Weitere kleine Änderungen
zeigen sich vor allem in vielen Strichen – fast alles, was zu derb, erotisch zu freizügig und vor allem in religiösem Sinn zu anstößig war, mußte gestrichen werden. Man kann nur vermuten, mit wieviel Pointen das Stück ursprünglich einmal ausgestattet gewesen sein mag – geblieben ist ein Bruchteil davon.



Spielfassung des Theater-Center Forum
Und genau auf diese Vermutung lassen wir uns für unsere Inszenierung ein.
Unsere neue Spielfassung unternimmt also den Versuch, soviel wie möglich von der Wirkung (nicht von der Form – das ist unmöglich) des „Ur-Tartuffe“ fürs Theater zu „rekonstruieren“.

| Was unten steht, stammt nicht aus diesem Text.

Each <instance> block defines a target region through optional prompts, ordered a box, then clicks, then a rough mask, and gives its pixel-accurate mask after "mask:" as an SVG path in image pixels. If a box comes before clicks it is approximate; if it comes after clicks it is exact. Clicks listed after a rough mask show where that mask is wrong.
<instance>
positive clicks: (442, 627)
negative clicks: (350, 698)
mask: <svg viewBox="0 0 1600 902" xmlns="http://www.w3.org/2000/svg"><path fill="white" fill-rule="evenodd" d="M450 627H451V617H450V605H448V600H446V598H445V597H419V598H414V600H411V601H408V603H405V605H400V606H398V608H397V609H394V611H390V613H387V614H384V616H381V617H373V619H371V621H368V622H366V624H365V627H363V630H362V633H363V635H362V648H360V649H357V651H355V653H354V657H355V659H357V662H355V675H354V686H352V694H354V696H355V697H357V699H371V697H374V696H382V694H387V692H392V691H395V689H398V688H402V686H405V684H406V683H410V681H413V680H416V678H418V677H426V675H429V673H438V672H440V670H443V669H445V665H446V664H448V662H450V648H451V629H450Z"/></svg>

Als Material dient natürlich in erster Linie der überlieferte Text selbst, der aber zum Teil mit neuem Kontext versehen, in andere Reihenfolge gebracht oder anderen Personen zugeteilt wird. „Angestückelte“ Passagen werden dramaturgisch sinnvoller über das Stück verteilt, moralisierende Zusätze in den meisten Fällen gestrichen. Nur wenige Überleitungen und Pointen wurden neu dazugedichtet, oft an Passagen, an denen erkennbar ist, daß hier die Zensur eingegriffen und Striche verlangt hat.

Ein paar Beispiele:
– das aufgesetzte Happy-End findet so nicht statt.
– Tartuffe ist, wie von Molière gewünscht, wieder als Priester lesbar (obwohl auch andere Deutungsmöglichkeiten offenbleiben).
– die Figur des Cléante tritt nicht auf, seine wichtigsten Dialogzeilen wurden auf andere Figuren aufgeteilt.
– die Figur der Madame Pernelle (von der, als Zerrbild einer Frömmlerin, vieles gestrichen werden mußte) wird wieder im ursprünglichen Sinn aufgewertet.
– auch die revolutionäre Vergangenheit Orgons wird nicht mehr unter den Tisch gekehrt.
– dafür fällt das Motiv der Zwangsheirat von Marianne weg (nicht aber das Motiv, daß Orgon seine Kinder quasi an Tartuffe verkauft!).

Mehr soll hier nicht verraten werden – lassen Sie sich überraschen!